1. single mode pre-training:

Utilize the pre-training of carrying out convolutional neural networks without mark training set, realize the intermediate representation of image object, the network of initialization simultaneously, comprising: first, utilizes contrast difference, the node weights W1 between training input layer and first volume lamination; Then, using the input of the conditional probability of first volume lamination node as volume Two lamination:

p(Γ|x ^j)＝S(W ₁,x ^j)(1)

\{\begin{matrix} S (W_{1}, x^{j}) = \frac{W_{1}^{T} x^{j}}{| | W_{1} | | | | x^{j} | |} & Co \sin e Function \\ S (W_{1}, x^{j}) = W_{1}^{T} x^{j} & Linear Function \\ S (W_{1}, x^{j}) = e^{- \frac{{| | W_{1} - x^{j} | |}^{2}}{2 σ}} & RBF Function \end{matrix} - - - (2)

2. the single mode fine setting stage:

In the single mode fine setting stage, utilize backpropagation to mark error and optimize node weights, from pattern-recognition angle, the study of many marks can be considered multi-task learning; The overall mark error of convolutional neural networks can be considered the summation of each mark error, with l mark error description node optimization process, comprising:

p_{jl} = \frac{\exp (p (Γ_{l} | x^{j}))}{Σ_{k = 1}^{L} p (Γ_{k} | x^{j})} - - - (3)

Wherein L represents mark quantity;

Then, the KL difference between prediction probability and reference probability is minimized; Assuming that every width image has multiple mark, with vector representation y ∈ R ₁× c, wherein y _l=1 represents that the mark of image x is concentrated containing this l mark, and y _l=0 represents that the mark of image x is concentrated not containing this l mark; If q _ilrepresent image x _iand the probability between mark l, then by the error that this l mark correctly distributes to image be:

J_{l} = - Σ_{i = 1}^{M} Σ_{l = 1}^{L} q_{il} \log (p_{il}) - Σ_{i = 1}^{M} Σ_{l = 1}^{L} (1 - q_{il}) \log (1 - p_{il}) - - - (4)

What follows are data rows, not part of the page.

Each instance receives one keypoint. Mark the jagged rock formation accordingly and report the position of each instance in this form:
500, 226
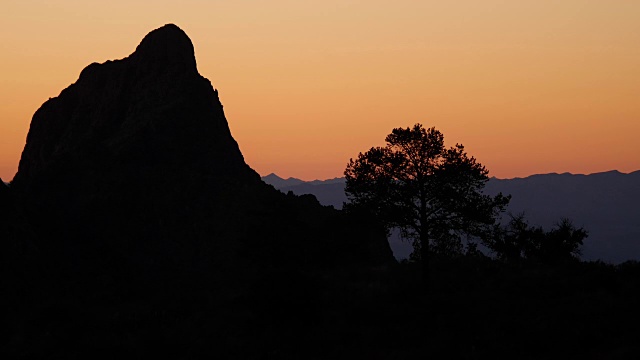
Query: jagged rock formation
142, 204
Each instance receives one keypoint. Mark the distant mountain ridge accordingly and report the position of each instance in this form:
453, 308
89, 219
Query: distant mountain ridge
607, 204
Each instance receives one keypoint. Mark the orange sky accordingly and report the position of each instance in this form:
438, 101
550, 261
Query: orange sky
527, 86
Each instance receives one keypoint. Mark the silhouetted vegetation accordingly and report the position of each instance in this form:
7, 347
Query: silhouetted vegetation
518, 240
131, 232
431, 193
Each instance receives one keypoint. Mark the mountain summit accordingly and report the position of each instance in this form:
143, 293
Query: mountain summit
144, 217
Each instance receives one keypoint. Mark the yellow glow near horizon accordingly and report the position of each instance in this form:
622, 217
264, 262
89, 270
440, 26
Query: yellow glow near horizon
527, 86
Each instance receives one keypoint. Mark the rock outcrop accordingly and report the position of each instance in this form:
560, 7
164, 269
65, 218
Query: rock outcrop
142, 204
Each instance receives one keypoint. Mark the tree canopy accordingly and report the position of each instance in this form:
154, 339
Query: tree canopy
433, 194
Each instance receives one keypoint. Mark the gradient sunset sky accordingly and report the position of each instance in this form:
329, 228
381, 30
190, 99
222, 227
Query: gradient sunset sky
527, 86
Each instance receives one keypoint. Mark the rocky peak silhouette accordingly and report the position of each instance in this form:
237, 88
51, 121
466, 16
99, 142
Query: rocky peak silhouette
134, 164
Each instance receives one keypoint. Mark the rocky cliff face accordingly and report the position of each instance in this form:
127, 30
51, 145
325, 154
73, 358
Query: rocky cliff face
144, 221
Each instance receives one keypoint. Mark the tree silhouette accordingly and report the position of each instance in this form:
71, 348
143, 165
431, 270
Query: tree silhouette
431, 193
517, 240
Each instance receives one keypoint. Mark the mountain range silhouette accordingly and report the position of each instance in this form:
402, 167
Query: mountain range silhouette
606, 204
133, 214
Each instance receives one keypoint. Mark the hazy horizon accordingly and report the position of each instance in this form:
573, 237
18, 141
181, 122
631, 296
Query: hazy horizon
528, 87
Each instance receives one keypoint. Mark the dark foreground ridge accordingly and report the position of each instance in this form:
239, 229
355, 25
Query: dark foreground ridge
134, 221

The distribution error of all marks is:

J = Σ_{l = 1}^{L} J_{l} - - - (5)

4. according to claim 1 based on the image labeling method that the multi-modal degree of depth learns, it is characterized in that, the power gradient algorithm of the on-line study of described method step 3 optimizes the weight process between different modalities, comprising:

For multi-modal degree of depth network, another vital task is the best of breed weight α=(α of multi-modal of study ₁, α ₂..., α _n..., α _n), wherein by α _nbe initially set to 1/N; Adopt the power gradient algorithm of on-line study to optimize multi-modal weight combination, comprising:

α_{t + 1} = \underset{α}{\arg \min} KL (α | α_{t}) + μ h_{t} (α) - - - (6)

\{\begin{matrix} D_{KL} (u | v) = Σ_{i} u_{i} \ln (\frac{u_{i}}{v_{i}}) \\ h_{t} (α) = \max (0, ψ - α^{T} S_{t}) \end{matrix} - - - (7)

Wherein S _tfor:

S _t＝(S ₁(x,Γ ⁺)-S ₁(x,Γ ^-),...,S _N(x,Γ ⁺)-S _N(x,Γ ^-)) ^T(8)

Wherein mark Γ ⁺with Γ ^-more picture material can be reacted;

α_{t + 1} = \underset{α}{\arg \min} KL (α | α_{t}) + μ [h_{t} (α_{t}) + &dtri; h_{t} (α_{t}) (α - α_{t})] - - - (9)

5. according to claim 1 based on the image labeling method that the multi-modal degree of depth learns, it is characterized in that, described method is applied to convolutional neural networks.